Według projektu resortów finansów i zdrowia przedsiębiorcy na skali podatkowej (1,3 mln podmiotów) mieliby płacić składkę w wysokości 9 proc. od 75 proc. minimalnego wynagrodzenia. W przypadku płacących podatek liniowy składka ma być naliczana w wysokości 9 proc. od 75 proc. minimalnego wynagrodzenia do dochodu wynoszącego dwukrotność przeciętnego wynagrodzenia. Osoby płacące ryczałt od przychodów ewidencjonowanych zapłacą 9 proc. od 75 proc. minimalnego wynagrodzenia do miesięcznego przychodu wynoszącego czterokrotność przeciętnego wynagrodzenia. Z kolei przedsiębiorcy na karcie podatkowej mieliby płacić składkę w wysokości 9 proc. od 75 proc. minimalnego wynagrodzenia, również bez możliwości odliczenia od podatku.

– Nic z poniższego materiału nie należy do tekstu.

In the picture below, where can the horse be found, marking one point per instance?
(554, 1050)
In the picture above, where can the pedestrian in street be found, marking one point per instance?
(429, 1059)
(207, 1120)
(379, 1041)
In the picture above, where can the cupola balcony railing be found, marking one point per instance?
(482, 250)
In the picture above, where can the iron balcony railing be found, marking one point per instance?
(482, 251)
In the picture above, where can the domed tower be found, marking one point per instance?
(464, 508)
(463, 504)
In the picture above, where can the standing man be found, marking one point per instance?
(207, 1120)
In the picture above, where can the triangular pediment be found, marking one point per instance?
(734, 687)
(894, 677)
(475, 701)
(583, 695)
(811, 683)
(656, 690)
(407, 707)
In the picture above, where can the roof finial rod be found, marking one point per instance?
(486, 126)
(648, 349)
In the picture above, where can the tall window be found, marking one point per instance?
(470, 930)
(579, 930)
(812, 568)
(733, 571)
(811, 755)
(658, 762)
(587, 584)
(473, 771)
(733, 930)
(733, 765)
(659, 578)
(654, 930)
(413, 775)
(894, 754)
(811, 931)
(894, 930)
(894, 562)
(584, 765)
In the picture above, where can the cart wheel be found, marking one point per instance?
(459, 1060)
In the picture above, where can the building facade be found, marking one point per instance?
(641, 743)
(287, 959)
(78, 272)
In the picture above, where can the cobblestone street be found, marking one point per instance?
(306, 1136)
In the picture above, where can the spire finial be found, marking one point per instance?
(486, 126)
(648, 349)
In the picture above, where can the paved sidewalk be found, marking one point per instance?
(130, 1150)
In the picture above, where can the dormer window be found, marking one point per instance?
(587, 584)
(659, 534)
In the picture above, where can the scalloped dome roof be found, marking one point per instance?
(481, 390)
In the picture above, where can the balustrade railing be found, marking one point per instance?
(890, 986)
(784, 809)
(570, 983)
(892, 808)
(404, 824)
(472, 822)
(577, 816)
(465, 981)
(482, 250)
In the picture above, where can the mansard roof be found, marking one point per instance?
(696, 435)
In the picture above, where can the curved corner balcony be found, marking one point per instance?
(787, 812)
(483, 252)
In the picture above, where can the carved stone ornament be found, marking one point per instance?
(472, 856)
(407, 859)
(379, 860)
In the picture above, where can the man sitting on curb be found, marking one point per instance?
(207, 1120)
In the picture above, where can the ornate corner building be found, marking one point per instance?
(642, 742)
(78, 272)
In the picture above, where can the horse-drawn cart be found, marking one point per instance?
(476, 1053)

Polska 2050 przedstawiła w marcu swoją propozycję zmian w sprawie składki zdrowotnej. Następnie ugrupowanie zgłosiło autopoprawkę do swojego projektu – zamiast kwotowego poziomu składki zaproponowało ryczałtowe kwoty 4 proc., 7 proc. i 9,4 proc., liczone od średniego wynagrodzenia, zależnie od dochodu.


Obecnie składka zdrowotna dla pracownika wynosi 9 proc. Tyle samo płacą prowadzący działalność na skali podatkowej. Przedsiębiorcy na podatku liniowym odprowadzają składkę w wysokości 4,9 proc., a płacący podatek ryczałtowy – trzy poziomy składki ryczałtowej w zależności od przychodu.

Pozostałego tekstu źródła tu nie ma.